Get or set loaders for operations/arrays

Description

Get or set loading functions for operations or arrays that were saved into the HDF5 file. This enables third-party packages to modify the chihaya framework for their own purposes.

Usage

knownOperations(operations)

knownArrays(arrays)

Arguments

operations

Named list of loading functions for operations. Each function should accept the same arguments as loadDelayed and return a matrix-like object. Names should match the delayed_operation string used to save the operation to file.

arrays

Named list of loading functions for arrays. Each function should accept the same arguments as loadDelayed and return a matrix-like object. Names should match the delayed_array string used to save the array to file.

Details

This function can be used to modify the loading procedure for existing operations/arrays or to add new loaders for new arrays.
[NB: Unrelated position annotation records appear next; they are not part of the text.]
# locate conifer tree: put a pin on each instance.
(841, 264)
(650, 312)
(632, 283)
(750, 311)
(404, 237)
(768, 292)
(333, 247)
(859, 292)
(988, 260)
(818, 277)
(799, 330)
Custom arrays should use a "custom " prefix in the name to ensure that they do not clash with future additions to the chihaya specification. If an instance of a custom array contains an r_package scalar string dataset inside its HDF5 group, the string is assumed to hold the name of the package that implements its loading handler; if this package is installed, it will be automatically loaded and used by loadDelayed.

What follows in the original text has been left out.